The Role of Striatal Cav1.3 Calcium Channels in Therapeutics for Parkinson's Disease.

Abstract

Parkinson's disease (PD) is a relentlessly progressive neurodegenerative disorder with typical motor symptoms that include rigidity, tremor, and akinesia/bradykinesia, in addition to a host of non-motor symptoms. Motor symptoms are caused by progressive and selective degeneration of dopamine (DA) neurons in the SN pars compacta (SNpc) and the accompanying loss of striatal DA innervation from these neurons.
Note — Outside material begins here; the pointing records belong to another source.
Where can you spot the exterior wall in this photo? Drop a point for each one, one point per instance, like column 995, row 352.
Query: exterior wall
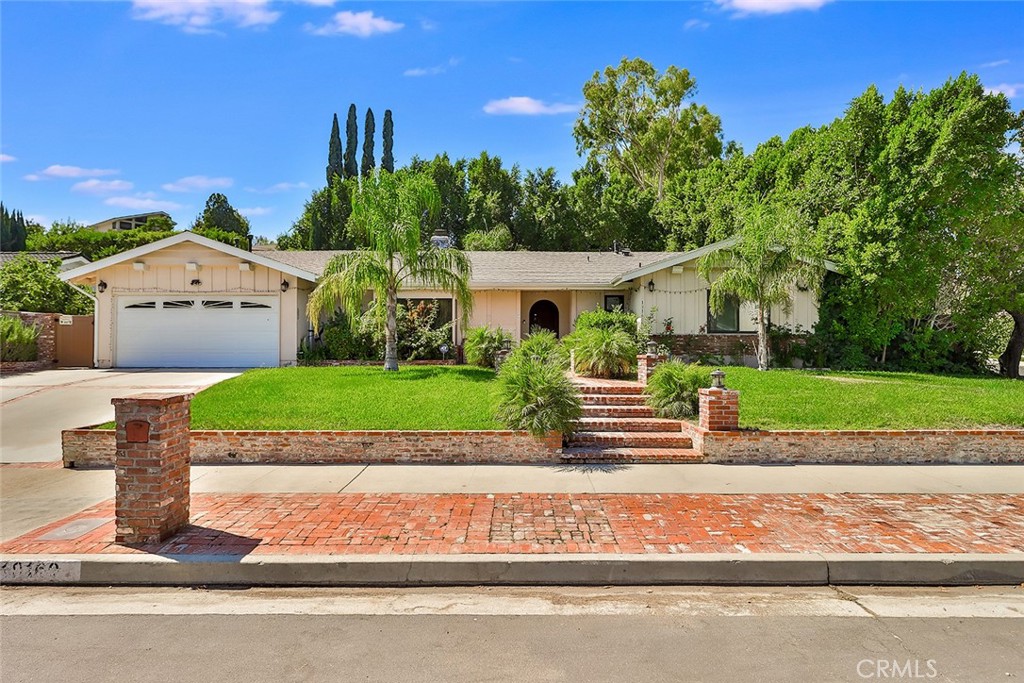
column 95, row 447
column 46, row 343
column 165, row 273
column 683, row 297
column 561, row 298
With the exception of monogenic forms of PD, the etiology of idiopathic PD remains unknown. While there are a number of symptomatic treatment options available to individuals with PD, these therapies do not work uniformly well in all patients, and eventually most are plagued with waning efficacy and significant side-effect liability with disease progression. The incidence of PD increases with aging, and as such the expected burden of this disease will continue to escalate as our aging population increases (Dorsey et al. Neurology 68:384-386, 2007). The daunting personal and socioeconomic burden has pressed scientists and clinicians to find improved symptomatic treatment options devoid side-effect liability and meaningful disease-modifying therapies. Federal and private sources have supported clinical investigations over the past two-plus decades; however, no trial has yet been successful in finding an effective therapy to slow progression of PD, and there is currently just one FDA approved drug to treat the antiparkinsonian side-effect known as levodopa-induced dyskinesia (LID) that impacts approximately 90% of all individuals with PD. In this review, we present biological rationale and experimental evidence on the potential therapeutic role of the L-type voltage-gated Cav1.3 calcium (Ca²⁺) channels in two distinct brain regions, with two distinct mechanisms of action, in impacting the lives of individuals with PD. Our primary emphasis will be on the role of Cav1.3 channels in the striatum and the compelling evidence of their involvement in LID side-effect liability. We also briefly discuss the role of these same Ca²⁺ channels in the SNpc and the longstanding interest in Cav1.3 in this brain region in halting or delaying progression of PD.